I come from a very diverse (some would say dysfunctional) family. I’m closer to some of my hubby’s cousins than I am my own flesh and blood. It’s these relationships that have me wondering, ‘is blood thicker than water?’.
I married into a very traditional family. Divorce was rare and frowned upon (at the time), my in-laws had been married 25+ years and it seemed wonderful that I would gain this huge family as my own. Life has a funny way of playing tricks on me and for the longest time I felt like I didn’t belong. Enter infertility, death of my sister, adoption of my wonderful son. Fast forward 12 years and add in the death of my mom…and I still feel like I have to “fight” my way to be accepted. Then, the unexpected happens. We need help. My family can’t be bothered. And alas, here comes my husband’s family in full force. Perhaps I do belong after all.
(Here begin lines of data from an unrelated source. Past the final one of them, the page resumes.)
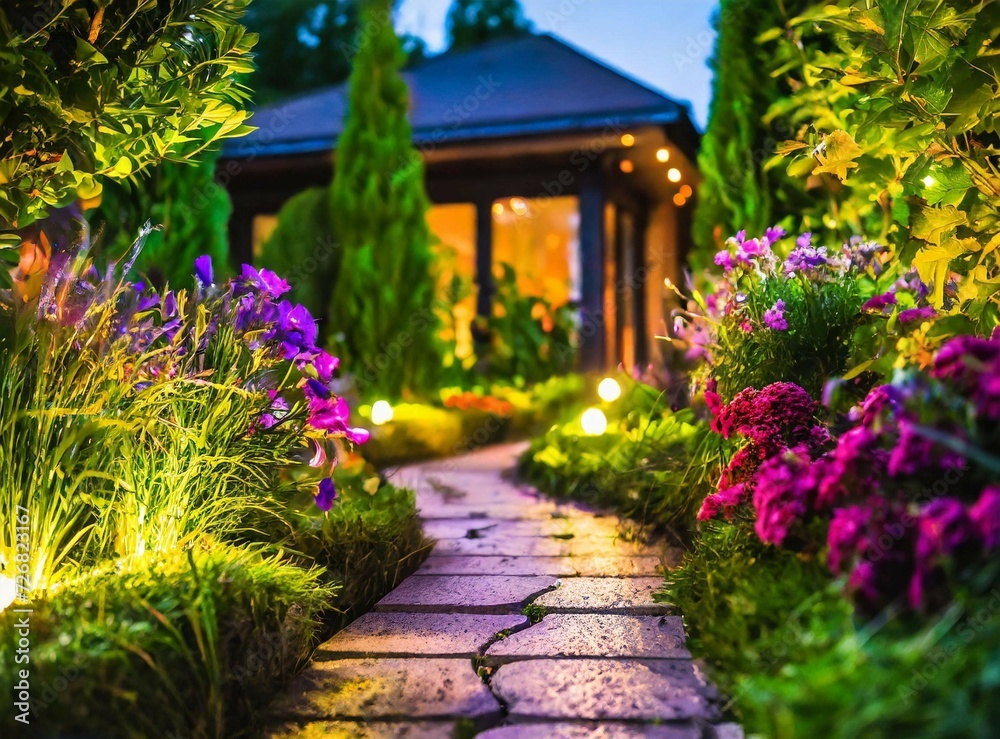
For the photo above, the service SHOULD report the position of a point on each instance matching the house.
(535, 154)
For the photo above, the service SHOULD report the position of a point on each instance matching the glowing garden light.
(594, 422)
(609, 389)
(381, 412)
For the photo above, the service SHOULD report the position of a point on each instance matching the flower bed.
(169, 500)
(841, 577)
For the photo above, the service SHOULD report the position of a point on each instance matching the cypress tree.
(185, 200)
(737, 191)
(381, 317)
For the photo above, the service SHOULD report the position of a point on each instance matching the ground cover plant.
(191, 434)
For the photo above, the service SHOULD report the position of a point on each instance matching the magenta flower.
(326, 493)
(985, 515)
(879, 303)
(912, 315)
(203, 270)
(782, 494)
(725, 260)
(774, 317)
(846, 537)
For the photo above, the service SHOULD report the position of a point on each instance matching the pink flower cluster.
(907, 500)
(778, 418)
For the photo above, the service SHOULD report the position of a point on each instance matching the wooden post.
(592, 246)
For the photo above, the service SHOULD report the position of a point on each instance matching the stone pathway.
(530, 619)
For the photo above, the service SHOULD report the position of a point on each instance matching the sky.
(662, 43)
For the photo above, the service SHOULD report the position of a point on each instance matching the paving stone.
(529, 546)
(411, 689)
(361, 730)
(443, 565)
(615, 566)
(632, 595)
(484, 528)
(427, 634)
(595, 635)
(594, 730)
(465, 594)
(503, 511)
(596, 689)
(605, 546)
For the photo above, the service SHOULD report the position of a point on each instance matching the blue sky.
(663, 43)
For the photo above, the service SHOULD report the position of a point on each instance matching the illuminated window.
(453, 227)
(539, 238)
(262, 228)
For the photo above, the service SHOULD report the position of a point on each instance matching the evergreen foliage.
(189, 206)
(473, 22)
(381, 318)
(104, 90)
(303, 248)
(313, 37)
(737, 192)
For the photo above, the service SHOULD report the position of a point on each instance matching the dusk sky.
(663, 43)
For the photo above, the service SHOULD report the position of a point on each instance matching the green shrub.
(302, 249)
(529, 339)
(649, 465)
(737, 191)
(895, 113)
(381, 316)
(181, 198)
(187, 641)
(106, 91)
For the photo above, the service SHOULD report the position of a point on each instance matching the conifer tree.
(737, 192)
(190, 207)
(381, 317)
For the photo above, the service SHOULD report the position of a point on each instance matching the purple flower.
(985, 515)
(326, 493)
(783, 489)
(944, 527)
(774, 234)
(774, 317)
(325, 365)
(806, 259)
(846, 537)
(264, 281)
(879, 303)
(203, 270)
(911, 315)
(725, 260)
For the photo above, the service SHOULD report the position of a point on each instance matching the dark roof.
(509, 87)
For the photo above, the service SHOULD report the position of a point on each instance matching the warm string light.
(609, 390)
(594, 422)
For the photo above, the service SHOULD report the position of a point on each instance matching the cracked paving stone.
(465, 594)
(630, 595)
(438, 565)
(427, 634)
(379, 688)
(361, 730)
(617, 566)
(597, 730)
(598, 689)
(530, 546)
(595, 635)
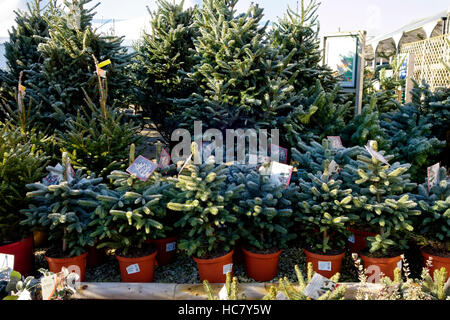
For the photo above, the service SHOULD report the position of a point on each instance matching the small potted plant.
(129, 215)
(434, 225)
(264, 224)
(21, 162)
(208, 228)
(324, 210)
(64, 209)
(385, 205)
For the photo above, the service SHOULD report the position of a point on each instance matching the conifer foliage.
(203, 200)
(382, 194)
(164, 56)
(67, 65)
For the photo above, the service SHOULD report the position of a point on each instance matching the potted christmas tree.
(385, 206)
(264, 223)
(63, 204)
(21, 162)
(324, 211)
(129, 216)
(208, 230)
(434, 226)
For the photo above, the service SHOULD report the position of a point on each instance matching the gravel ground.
(184, 269)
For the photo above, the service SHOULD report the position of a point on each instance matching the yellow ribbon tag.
(101, 73)
(104, 63)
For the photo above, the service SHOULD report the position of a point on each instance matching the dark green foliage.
(68, 65)
(163, 59)
(65, 210)
(133, 212)
(434, 224)
(324, 212)
(411, 139)
(365, 126)
(21, 52)
(230, 76)
(21, 162)
(381, 194)
(297, 34)
(203, 199)
(436, 107)
(310, 158)
(264, 211)
(99, 141)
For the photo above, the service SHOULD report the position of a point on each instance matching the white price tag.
(375, 154)
(6, 261)
(333, 168)
(48, 285)
(171, 246)
(318, 286)
(24, 295)
(352, 238)
(227, 268)
(325, 265)
(223, 293)
(134, 268)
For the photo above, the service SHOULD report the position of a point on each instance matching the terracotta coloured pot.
(23, 255)
(167, 250)
(261, 267)
(95, 257)
(375, 266)
(325, 265)
(215, 270)
(137, 269)
(358, 241)
(40, 238)
(437, 262)
(75, 264)
(238, 256)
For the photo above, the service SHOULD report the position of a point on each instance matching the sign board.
(344, 54)
(341, 55)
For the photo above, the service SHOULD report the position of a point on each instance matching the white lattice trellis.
(429, 55)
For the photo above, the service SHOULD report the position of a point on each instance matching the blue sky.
(375, 16)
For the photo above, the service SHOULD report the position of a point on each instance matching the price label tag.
(325, 265)
(48, 285)
(281, 296)
(171, 246)
(24, 295)
(134, 268)
(336, 142)
(227, 268)
(164, 159)
(223, 294)
(375, 154)
(280, 174)
(318, 286)
(351, 238)
(6, 261)
(278, 153)
(101, 73)
(142, 168)
(104, 63)
(188, 161)
(433, 176)
(333, 168)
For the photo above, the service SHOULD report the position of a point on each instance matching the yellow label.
(104, 63)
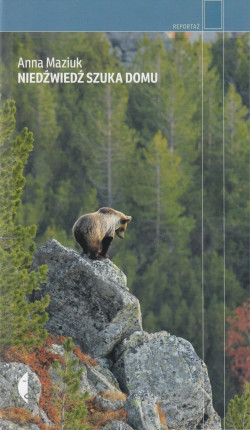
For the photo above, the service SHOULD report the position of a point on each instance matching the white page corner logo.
(23, 387)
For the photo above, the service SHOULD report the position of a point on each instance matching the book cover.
(124, 120)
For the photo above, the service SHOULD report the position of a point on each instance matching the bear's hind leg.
(94, 250)
(105, 246)
(82, 241)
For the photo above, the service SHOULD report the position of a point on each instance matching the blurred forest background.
(138, 148)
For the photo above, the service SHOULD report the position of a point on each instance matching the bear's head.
(124, 220)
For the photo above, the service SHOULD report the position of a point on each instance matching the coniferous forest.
(173, 154)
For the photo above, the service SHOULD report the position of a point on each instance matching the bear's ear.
(126, 219)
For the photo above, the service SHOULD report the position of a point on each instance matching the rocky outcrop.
(10, 376)
(7, 425)
(164, 379)
(89, 300)
(165, 370)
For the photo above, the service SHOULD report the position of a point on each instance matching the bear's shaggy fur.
(95, 231)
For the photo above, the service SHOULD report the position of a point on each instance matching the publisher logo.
(23, 387)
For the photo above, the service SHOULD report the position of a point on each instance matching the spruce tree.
(22, 320)
(68, 399)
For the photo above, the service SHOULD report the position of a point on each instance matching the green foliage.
(238, 413)
(68, 399)
(23, 320)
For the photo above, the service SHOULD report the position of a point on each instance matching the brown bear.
(95, 231)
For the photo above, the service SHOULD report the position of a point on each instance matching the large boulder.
(89, 300)
(7, 425)
(165, 370)
(19, 386)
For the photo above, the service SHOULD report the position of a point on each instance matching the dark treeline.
(139, 148)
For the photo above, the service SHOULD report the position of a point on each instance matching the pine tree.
(23, 320)
(68, 400)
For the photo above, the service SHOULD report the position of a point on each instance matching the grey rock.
(7, 425)
(101, 380)
(107, 404)
(169, 370)
(10, 375)
(117, 425)
(89, 300)
(142, 412)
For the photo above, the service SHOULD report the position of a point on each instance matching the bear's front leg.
(105, 246)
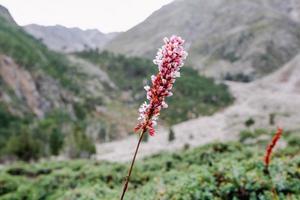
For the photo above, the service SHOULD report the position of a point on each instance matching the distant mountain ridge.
(224, 37)
(5, 14)
(63, 39)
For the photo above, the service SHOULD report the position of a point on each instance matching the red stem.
(132, 164)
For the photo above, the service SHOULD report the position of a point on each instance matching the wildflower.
(267, 158)
(169, 60)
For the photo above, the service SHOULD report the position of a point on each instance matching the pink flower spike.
(169, 60)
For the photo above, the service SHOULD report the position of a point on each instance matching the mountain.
(63, 39)
(5, 14)
(226, 38)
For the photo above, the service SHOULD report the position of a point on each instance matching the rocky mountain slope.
(5, 14)
(63, 39)
(225, 38)
(268, 102)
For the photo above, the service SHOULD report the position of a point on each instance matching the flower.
(169, 60)
(267, 158)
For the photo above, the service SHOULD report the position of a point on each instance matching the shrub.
(24, 146)
(78, 145)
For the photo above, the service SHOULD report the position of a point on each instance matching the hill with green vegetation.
(47, 105)
(53, 104)
(216, 171)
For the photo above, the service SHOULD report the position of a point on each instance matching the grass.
(215, 171)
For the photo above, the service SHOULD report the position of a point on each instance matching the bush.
(215, 171)
(78, 145)
(56, 142)
(24, 146)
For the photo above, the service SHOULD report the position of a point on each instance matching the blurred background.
(72, 77)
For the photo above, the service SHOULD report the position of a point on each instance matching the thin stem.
(132, 163)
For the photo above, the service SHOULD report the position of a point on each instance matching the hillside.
(67, 103)
(63, 39)
(227, 39)
(5, 14)
(50, 104)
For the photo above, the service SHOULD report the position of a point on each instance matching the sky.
(105, 15)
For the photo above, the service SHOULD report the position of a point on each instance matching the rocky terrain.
(225, 38)
(5, 13)
(270, 102)
(63, 39)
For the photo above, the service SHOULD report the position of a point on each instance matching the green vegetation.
(215, 171)
(194, 95)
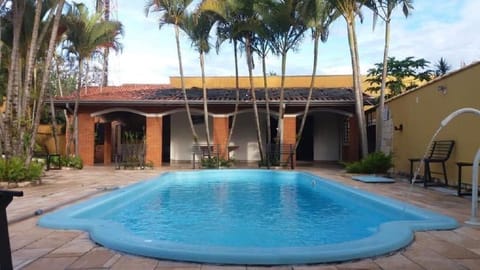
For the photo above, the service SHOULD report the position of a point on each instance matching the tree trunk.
(310, 91)
(281, 110)
(267, 98)
(237, 96)
(205, 102)
(381, 102)
(182, 81)
(74, 138)
(254, 98)
(352, 41)
(45, 77)
(11, 105)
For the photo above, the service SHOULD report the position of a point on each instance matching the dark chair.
(439, 152)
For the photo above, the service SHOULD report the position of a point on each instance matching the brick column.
(290, 133)
(107, 144)
(68, 135)
(351, 151)
(154, 140)
(220, 133)
(86, 138)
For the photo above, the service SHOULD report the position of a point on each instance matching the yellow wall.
(326, 81)
(45, 139)
(421, 111)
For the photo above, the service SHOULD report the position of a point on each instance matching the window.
(346, 131)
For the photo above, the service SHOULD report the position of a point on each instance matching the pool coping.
(116, 237)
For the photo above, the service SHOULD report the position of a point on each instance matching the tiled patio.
(38, 248)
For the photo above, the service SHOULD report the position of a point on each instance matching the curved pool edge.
(390, 237)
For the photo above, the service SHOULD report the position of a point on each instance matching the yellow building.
(414, 117)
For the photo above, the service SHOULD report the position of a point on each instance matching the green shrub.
(72, 162)
(376, 162)
(14, 170)
(215, 162)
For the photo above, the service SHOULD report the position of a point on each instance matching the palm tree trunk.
(182, 82)
(381, 103)
(75, 109)
(237, 95)
(310, 91)
(31, 56)
(45, 77)
(352, 41)
(11, 105)
(267, 99)
(281, 111)
(205, 102)
(254, 97)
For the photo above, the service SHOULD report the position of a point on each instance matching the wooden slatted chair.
(439, 152)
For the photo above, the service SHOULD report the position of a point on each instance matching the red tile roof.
(164, 93)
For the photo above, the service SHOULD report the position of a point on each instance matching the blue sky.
(434, 29)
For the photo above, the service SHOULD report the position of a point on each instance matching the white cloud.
(443, 29)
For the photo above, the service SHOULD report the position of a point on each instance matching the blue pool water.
(247, 217)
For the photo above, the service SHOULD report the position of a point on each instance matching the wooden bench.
(439, 152)
(280, 155)
(463, 188)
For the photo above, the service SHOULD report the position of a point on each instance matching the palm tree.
(384, 9)
(442, 67)
(172, 12)
(285, 21)
(85, 35)
(197, 27)
(262, 46)
(246, 21)
(319, 15)
(25, 39)
(349, 9)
Then…from an unexpected chat on Facebook brings me these wonderful women who finally make me feel like I belong…that I fit. I never knew that I would have so much in common with these women who I hardly knew…but through the monthly “chats” over cards I have come to realize that I do belong, that I do fit. They have given me more laughs, more acceptance and more love than I ever thought I would be able to find and for that I’m so thankful!! I would not trade my monthly therapy sessions for anything. Love you girls!!
is blood thicker than water? absolutely not.